Currently in Queensland as several Australian states battle a tide of Covid-19 cases he went through two weeks of managed isolation in a hotel.
He said he coped well but when he got out, it was "disorienting".
"It was like I was stepping out into a universe that I didn't know... I hadn't seen a face for two weeks and suddenly one of the first really strange thoughts I had was 'Boy, aren't we different, don't we look different, how did that happen?' ...I'm back now not noticing anybody."
While he is in the Sunshine State for three months he is filming Derby and Joan with Greta Scacchi. The two characters meet when they crash into each other in the Outback.
"It's about that relationship ... good fun. There's funny stuff in it, funny because of the interaction of these two characters who are so different."
He describes the genesis of the movie Palm Beach directed by his wife, Rachel Ward, and also starring his close friend, Sam Neill. It came about after a Christmas spent with some friends after Brown had just experienced six months of anxiety. He observed one friend who had lost his sense of purpose after selling his business and another friend who was an alcoholic and the impact that had on his family.

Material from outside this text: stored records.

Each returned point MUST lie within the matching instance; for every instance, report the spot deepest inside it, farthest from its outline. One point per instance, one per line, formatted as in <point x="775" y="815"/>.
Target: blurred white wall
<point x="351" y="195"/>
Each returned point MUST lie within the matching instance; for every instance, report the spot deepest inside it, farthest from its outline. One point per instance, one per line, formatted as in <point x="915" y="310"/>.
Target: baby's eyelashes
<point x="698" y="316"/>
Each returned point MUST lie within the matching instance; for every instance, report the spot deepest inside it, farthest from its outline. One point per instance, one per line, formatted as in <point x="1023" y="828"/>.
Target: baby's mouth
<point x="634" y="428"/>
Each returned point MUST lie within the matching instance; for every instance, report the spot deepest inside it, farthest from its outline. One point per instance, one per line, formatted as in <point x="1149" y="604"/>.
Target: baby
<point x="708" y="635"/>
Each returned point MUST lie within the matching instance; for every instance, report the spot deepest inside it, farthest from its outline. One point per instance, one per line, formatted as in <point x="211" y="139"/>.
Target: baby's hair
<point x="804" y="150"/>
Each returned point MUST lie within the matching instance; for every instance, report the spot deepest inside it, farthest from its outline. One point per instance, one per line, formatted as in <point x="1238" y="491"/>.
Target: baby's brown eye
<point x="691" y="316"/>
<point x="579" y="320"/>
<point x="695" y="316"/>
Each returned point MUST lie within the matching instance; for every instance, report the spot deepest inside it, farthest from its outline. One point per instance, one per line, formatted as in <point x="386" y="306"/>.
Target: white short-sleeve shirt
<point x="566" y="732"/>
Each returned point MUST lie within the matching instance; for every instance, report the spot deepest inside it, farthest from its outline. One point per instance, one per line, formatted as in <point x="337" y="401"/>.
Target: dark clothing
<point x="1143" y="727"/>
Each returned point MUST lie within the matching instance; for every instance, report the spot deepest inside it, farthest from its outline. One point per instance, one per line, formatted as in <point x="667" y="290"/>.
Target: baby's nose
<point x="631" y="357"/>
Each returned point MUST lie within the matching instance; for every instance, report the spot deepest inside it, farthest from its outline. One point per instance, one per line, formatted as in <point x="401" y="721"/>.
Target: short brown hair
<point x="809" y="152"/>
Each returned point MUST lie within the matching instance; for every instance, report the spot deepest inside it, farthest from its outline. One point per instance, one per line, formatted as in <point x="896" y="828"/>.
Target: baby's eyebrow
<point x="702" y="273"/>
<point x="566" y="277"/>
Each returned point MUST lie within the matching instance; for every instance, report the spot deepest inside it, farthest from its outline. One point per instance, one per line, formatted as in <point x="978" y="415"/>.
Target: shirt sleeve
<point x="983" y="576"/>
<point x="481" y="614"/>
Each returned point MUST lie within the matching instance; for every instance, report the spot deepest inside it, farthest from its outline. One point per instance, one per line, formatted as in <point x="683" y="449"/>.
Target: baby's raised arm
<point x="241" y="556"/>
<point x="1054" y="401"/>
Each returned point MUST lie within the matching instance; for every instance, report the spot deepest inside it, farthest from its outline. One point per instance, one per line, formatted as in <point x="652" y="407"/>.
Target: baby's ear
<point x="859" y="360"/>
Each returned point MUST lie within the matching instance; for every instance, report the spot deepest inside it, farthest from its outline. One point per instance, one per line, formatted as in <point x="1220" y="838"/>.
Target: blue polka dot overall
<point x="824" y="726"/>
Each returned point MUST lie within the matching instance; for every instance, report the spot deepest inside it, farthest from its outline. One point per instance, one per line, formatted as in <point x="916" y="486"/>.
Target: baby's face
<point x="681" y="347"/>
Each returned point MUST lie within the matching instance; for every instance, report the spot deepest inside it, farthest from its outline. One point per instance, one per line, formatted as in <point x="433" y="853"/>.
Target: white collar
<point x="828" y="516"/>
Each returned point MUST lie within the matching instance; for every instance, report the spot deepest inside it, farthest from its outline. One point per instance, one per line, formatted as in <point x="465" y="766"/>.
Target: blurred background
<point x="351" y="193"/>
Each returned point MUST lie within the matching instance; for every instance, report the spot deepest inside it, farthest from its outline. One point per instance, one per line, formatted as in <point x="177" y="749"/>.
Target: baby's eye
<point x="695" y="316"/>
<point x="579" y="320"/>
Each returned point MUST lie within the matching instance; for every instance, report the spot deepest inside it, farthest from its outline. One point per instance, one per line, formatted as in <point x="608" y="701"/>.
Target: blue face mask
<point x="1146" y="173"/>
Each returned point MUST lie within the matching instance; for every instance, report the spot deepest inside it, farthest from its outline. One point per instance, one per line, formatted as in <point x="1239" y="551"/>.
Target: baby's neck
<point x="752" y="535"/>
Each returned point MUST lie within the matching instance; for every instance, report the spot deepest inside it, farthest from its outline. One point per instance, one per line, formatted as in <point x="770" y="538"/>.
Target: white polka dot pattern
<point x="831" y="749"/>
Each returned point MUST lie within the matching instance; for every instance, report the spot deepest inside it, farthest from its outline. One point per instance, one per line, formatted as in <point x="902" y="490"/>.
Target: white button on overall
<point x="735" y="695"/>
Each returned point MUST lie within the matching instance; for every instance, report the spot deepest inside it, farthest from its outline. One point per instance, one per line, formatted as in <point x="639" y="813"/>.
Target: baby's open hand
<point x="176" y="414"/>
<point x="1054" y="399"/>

He told his wife that while people might think they were all lucky, in fact they were a bunch of blokes who were struggling.
"People never stop struggling all their lives, and I said to Rachel, there's a movie in that for that age-group because they'll understand what's happening to those men and women. So we decided to make Palm Beach."
Brown said with his own anxiety issues, triggered initially by a bout of septicaemia and then arising again whenever he had to travel, he decided to go to a psychologist.
"That was the smartest move I made - I was able to understand what was happening and how the triggers happened and how to help myself."
He said dealing with anxiety has made him a better man and he has realised it's important that people seek treatment.
Brown said the absence of a father when he was growing up has not scarred him because he had "the most extraordinary mother" who was a solo parent whose own parents had died by the time she was 20.
He lived in a state house and considers himself lucky to have been brought up by someone who was so devoted.
"She gave us warmth and love and food - I didn't miss out on a single bloody thing. It was only as the years went by that I realised what she gave up to do that so I'm pretty incredibly grateful. She taught me how to be a bloke."
He also defends the reputation of Aussie men, saying there are rednecks in every country. "...They're [Aussie men] actually very emotional and sensitive but they don't go falling all over the place about it.
"Most of the blokes I mix with are devoted to their families, they work hard and they're funny."
He said like Kiwi men, they will laugh things off and would rather opt for humour to handle something than tears.
"I don't necessarily think we can say there's anything particularly wrong with that."
Brown and Ward have recently been accused on social media of bringing Covid-19 back from the United States which they have not visited for five years.
His daughter was told by a friend of a friend that it must be true because a policeman on the beach had told the person.
Brown, who does not use social media, says we are living in a different age where so many people believe everything they read on the internet.
He says he was grateful that Australian media approached him first and then rubbished the reports.
He finishes on an upbeat note praising the brother and sister relationship between Aussies and Kiwis and he is also confident that both nations will survive the pandemic.
"We will get through it ... we need our entertainment to get through the bad times."